A SYRIAN military helicopter fell in flames yesterday in Damascus after being hit by rebel fire, an opposition group said. State media confirmed the crash but did not cite its cause.

The Britain-based Syrian Observatory for Human Rights reported that the helicopter gunship was struck during fighting between troops and rebels in the eastern district of Jobar and fell in neighbouring Qaboun, where fighting intensified.

Rebels possess both anti-aircraft weapons and British-made Javelin surface-to-air shoulder-launched missiles capable of bringing down aircraft.

Last month rebels claimed to have shot down a Russian-manufactured MiG fighter plane near the Iraqi border, but the government said the crash was due to malfunction.

Helicopters constantly fly over the capital, tracking movements by rebel fighters generally based in outlying districts or the countryside.

The observatory said that 14 more bodies had been discovered in the southwestern town of Darayya where, it is claimed, between 200 and 320 people were killed during five days of shelling and mopping-up by troops. The government blamed rebels for the killings.

The Syrian state news agency Sana reported that 378 people detained for involvement in protests were released in both Damascus and Homs.

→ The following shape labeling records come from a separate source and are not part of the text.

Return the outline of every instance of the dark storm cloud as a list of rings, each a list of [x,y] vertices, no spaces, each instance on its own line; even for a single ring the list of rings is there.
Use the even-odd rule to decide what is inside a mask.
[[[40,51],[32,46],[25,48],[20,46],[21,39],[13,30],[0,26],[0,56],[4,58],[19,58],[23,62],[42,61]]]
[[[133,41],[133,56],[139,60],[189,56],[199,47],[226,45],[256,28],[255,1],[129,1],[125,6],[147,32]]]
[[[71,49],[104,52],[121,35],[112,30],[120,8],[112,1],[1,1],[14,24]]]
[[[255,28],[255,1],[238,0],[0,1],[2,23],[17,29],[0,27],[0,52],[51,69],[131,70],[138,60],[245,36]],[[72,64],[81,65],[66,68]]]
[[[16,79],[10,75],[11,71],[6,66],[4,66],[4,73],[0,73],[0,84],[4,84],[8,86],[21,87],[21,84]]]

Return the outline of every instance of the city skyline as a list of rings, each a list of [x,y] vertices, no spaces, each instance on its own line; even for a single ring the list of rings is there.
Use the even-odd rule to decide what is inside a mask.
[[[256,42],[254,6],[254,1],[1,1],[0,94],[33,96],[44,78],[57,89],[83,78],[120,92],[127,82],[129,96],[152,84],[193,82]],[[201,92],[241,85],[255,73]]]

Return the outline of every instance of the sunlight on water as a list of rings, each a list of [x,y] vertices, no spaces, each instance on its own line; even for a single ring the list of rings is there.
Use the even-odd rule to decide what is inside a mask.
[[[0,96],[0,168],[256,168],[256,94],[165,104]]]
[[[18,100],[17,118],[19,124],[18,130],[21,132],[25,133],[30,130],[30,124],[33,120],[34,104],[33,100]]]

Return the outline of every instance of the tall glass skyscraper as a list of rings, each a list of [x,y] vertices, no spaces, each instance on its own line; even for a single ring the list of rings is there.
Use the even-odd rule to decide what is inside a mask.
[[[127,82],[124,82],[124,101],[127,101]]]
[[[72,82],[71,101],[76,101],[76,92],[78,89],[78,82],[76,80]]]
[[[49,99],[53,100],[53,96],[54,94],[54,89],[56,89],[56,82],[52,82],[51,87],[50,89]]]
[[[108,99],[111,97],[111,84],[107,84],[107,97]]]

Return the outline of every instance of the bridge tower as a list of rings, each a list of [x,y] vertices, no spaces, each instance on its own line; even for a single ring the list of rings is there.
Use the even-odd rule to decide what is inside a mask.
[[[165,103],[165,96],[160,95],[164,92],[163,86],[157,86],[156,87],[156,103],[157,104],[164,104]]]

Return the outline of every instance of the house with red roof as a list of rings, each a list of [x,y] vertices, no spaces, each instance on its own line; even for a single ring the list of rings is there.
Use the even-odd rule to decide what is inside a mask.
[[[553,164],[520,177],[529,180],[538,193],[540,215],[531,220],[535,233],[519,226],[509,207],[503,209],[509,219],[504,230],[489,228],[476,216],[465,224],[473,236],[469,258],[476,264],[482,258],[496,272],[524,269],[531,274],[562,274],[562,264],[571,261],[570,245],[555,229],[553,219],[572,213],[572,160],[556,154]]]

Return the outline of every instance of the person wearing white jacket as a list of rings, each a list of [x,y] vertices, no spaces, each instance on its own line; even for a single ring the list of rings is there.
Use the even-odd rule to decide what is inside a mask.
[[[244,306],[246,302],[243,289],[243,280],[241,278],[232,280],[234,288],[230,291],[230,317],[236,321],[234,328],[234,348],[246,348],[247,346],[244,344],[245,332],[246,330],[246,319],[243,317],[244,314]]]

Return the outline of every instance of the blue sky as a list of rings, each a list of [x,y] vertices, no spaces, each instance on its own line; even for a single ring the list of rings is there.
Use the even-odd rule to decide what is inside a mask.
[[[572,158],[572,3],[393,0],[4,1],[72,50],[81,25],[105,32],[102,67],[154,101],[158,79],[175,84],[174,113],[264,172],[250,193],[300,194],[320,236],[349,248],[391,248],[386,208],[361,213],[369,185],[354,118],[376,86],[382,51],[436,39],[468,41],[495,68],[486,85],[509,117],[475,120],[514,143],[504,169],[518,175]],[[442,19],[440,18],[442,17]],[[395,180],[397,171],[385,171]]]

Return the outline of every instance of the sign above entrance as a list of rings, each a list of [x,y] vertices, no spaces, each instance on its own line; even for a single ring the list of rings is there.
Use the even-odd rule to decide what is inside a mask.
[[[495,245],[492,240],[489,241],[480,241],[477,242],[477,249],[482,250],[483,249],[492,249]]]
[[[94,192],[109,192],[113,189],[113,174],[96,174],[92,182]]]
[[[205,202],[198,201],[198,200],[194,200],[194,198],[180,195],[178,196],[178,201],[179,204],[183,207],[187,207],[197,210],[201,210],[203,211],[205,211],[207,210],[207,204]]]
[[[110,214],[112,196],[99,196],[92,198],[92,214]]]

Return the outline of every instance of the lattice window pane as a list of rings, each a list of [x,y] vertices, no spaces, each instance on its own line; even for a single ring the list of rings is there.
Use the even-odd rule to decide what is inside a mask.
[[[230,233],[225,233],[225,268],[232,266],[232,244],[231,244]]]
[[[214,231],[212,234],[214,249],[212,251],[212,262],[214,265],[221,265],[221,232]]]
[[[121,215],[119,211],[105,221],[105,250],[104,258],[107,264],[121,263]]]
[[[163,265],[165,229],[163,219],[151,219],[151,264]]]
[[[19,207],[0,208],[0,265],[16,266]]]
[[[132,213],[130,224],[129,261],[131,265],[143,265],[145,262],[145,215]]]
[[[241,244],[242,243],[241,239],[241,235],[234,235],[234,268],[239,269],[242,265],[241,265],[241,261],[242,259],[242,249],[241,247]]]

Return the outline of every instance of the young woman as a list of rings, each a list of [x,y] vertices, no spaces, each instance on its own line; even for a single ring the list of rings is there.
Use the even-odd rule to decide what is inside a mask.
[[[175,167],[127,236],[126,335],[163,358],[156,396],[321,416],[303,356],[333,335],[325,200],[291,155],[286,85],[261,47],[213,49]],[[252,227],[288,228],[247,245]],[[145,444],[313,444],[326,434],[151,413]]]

A video of Jordanian journalist Bashar Fahmi and Turkish cameraman Cuneyt Unal working for the US-operated al-Hurra channel has been broadcast by a pro-government television channel in Syria. The two men crossed into Syria with rebels and were said to have been captured by the army in Aleppo a week ago.

Turkish foreign minister Ahmet Davutoglu said Syria was responsible for Mr Unal’s wellbeing.

The United Nations children’s fund (Unicef) has appealed for $54 million (€43 million) to provide urgent aid for the tens of thousands of Syrian refugees arriving in Jordan, while the government called for long-term funding.

“Hosting over 150,000 Syrians is expected to cost . . . about $152 million annually to cover the increasing demand for basic services and other indirect costs, in addition to $56.7 million in the form of subsidies,” the government stated.

If the Syrians stay longer, $221 million would be needed for capital expenditures.

At present, 17,000 Syrians, half of them children, are housed in the UN-run Zaatari refugee camp in the north but this number is expected to rise to 70,000 by year’s end.

Unicef said conditions at the desert camp are “harsh, with scorching temperatures, no natural shade, and frequent sandstorms”.

Hundreds of Syrians have been stranded at a bus station on the Syrian side of the Bab al-Salama crossing into Turkey because Ankara refused them entry until there are places in refugee camps.

The Syrians are supplied with food and water by Turkish organisations while the rebels, who control the area, provide security.